To draw upon more specific categories from Reformed Orthodoxy, Christ’s office as mediator made him responsible for the elect as expromissor (one who promises to pay) rather than fideiussor (one who gives security). Christ as the elect’s expromissor sponsor means that he fully assumed their debts before God, becoming the party now truly liable to pay them. On the other hand, fideiussor would mean that Old Testament believers remained personally liable for their sin until Christ paid for them on the cross.3 Because the covenant of redemption had the Son serving as all the elect’s mediator, the virtue, efficacy, and benefits of his satisfaction were distributed even before he accomplished it in history. Even Thomas Aquinas wrote, since the Son’s “invisible mission was directed to the Old Testament Fathers,” then “the Fathers of old were justified by faith in Christ’s passion, just as we are…The Fathers of old had faith in the future passion of Christ, which, inasmuch as it was apprehended by the mind, was able to justify them. But we have faith in the past passion of Christ, which is able to justify.”4 Believers who trusted in Christ-who-would-come received the full remission of sin in their time, just as we who trust in Christ-who-has-come do today.

The expromissorfideiussor distinction likely needs an illustration. Imagine that you owe payment for a loan but could not pay it. Your brother agrees to pay it for you. You could leave the loan in your name, but he submits the payments, which would leave you still liable for the debt until someone else fully paid it. This situation makes your brother the fideiussor. Alternatively, you could legally transfer the loan into his name, so that he truly becomes liable to pay the debt, making you no longer liable at all. Even if he does not immediately pay off the debt, you are forgiven of it because he has taken full legal responsibility for it. This transfer makes him the expromissor, the true guarantor now responsible for your debt.

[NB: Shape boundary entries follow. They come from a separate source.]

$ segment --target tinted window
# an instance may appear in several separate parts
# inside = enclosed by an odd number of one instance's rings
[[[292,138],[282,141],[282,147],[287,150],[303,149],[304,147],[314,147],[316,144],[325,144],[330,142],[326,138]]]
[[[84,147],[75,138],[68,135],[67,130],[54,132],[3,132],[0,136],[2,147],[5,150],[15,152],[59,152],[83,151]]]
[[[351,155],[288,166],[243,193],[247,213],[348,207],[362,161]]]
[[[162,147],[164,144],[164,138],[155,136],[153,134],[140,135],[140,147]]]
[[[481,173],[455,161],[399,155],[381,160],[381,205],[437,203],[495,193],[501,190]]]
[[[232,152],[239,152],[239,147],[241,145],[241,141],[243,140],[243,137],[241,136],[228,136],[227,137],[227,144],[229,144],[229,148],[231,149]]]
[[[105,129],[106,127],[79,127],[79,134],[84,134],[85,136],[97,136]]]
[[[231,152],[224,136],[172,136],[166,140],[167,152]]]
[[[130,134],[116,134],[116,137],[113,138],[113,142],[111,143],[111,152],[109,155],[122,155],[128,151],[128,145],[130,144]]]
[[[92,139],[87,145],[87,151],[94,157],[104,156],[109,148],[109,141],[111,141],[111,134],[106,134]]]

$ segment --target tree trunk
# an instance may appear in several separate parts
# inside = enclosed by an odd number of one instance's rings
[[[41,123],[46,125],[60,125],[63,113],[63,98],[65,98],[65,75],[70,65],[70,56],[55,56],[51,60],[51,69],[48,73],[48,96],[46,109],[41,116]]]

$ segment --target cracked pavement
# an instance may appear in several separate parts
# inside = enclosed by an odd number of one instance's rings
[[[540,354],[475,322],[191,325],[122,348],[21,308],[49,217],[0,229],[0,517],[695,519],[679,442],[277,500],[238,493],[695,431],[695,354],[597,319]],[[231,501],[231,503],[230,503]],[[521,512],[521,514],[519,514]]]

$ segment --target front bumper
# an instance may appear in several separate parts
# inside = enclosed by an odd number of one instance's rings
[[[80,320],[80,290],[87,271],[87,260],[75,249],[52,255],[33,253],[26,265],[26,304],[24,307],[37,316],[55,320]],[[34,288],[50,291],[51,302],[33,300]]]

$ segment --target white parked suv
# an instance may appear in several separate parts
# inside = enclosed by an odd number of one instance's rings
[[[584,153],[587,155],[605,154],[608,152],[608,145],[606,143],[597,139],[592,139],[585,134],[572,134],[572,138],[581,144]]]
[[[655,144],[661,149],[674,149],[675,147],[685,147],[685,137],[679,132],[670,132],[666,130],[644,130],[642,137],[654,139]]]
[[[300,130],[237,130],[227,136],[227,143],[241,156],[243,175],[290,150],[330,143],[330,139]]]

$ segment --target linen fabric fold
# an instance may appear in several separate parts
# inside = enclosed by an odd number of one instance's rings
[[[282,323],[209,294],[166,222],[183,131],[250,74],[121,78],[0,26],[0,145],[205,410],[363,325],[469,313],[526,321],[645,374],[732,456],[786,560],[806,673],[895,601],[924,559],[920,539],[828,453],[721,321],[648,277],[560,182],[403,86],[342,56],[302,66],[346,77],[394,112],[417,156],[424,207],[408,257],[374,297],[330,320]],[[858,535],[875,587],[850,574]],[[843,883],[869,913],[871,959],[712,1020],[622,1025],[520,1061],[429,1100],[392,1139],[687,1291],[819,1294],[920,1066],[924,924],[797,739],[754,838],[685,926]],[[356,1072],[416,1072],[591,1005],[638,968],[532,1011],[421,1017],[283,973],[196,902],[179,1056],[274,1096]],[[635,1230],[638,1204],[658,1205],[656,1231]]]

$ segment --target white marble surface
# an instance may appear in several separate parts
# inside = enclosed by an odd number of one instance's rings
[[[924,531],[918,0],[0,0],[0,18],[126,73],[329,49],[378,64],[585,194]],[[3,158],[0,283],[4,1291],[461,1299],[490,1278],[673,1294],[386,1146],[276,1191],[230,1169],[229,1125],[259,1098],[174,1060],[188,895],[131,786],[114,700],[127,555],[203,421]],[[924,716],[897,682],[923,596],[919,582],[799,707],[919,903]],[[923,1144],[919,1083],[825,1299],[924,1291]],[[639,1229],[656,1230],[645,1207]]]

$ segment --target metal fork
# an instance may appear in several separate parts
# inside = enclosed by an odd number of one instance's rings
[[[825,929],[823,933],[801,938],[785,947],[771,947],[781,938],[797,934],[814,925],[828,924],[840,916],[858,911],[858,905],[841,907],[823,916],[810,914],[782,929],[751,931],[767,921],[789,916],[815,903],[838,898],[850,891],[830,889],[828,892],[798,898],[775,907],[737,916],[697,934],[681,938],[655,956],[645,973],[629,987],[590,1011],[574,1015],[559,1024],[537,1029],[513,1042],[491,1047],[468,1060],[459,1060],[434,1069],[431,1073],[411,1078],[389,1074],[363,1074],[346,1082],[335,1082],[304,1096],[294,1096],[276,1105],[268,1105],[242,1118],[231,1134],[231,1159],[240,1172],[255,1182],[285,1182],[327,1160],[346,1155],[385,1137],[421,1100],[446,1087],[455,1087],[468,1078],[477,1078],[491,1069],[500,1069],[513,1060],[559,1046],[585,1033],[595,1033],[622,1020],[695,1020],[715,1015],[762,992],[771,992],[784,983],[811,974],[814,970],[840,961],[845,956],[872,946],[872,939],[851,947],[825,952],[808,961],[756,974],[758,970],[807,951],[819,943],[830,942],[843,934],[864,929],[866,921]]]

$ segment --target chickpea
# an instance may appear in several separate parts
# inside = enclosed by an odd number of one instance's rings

Jude’s statement that Jesus saved the people from Egypt has greater depth than may appear at first glance. Jude was claiming that Christ—God the Son serving as mediator—was active even during the Old Testament period. Christ did not pick up his role as mediator from the incarnation, leaving a question mark over what was going on before the New Testament. Christ was always the Savior of God’s people and Jude believed in the covenant of grace.

©Harrison Perkins. All Rights Reserved.

Here is the entire series so far.

Endnotes

1. Quentin Skinner, “Interpretation, rationality and truth,” in Visions of Politics: Volume 1: Regarding Method (Cambridge: Cambridge University Press, 2002), 27–56.
2. Herman Bavinck, The Wonderful Works of God: Instruction in the Christian Religion according to the Reformed Confession, trans. Henry Zylstra (Glenside, PA: Westminster Seminary Press, 2019), 250; William Perkins, The Works of William Perkins, 10 vol. (Grand Rapids, MI: Reformation Heritage Books, 2014–2020), 2:197–98 (Commentary on Galatians 3:19).
3. I am increasingly convinced that this category issue is part of what distinguishes mainstream Reformed theology from the 1689 federalism view held by some confessional Baptists. My friend Sam Renihan has articulated how he believes that Old Testament believers did not enter heaven until after Christ performed his incarnate work. His view conflicts with Reformed theology, inasmuch as Francis Turretin refuted this position as belonging to the Roman Catholic understanding of Old Testament salvation in their doctrine of the limbus patrum; Michael Beck, Samuel D. Renihan, Guy Prentiss Waters, Stephen J. Wellum, “Covenant Theology Roundtable,” The London Lyceum (September 12, 2022; accessed at on YouTube); Francis Turretin, Institutes of Elenctic Theology, trans. George Musgrave Giger, ed. James T. Dennison Jr., 3 vol. (Phillipsburg, NJ: P&R, 1992–97), 12.11.1–17. Possibly, the different phrasing in the first line of Westminster Confession 8.6 and Second London Baptist Confession (1689) 8.6, which are otherwise identical, owes to a difference on this issue, dividing between a Voetian view of Christ’s mediation on the Westminster side and a Cocceian view on the Baptist side, or potentially even historical Roman view in the 1689 federalist reading of their confession.
4. Thomas, Summa Theologica, 1.43.6; 3.62.6.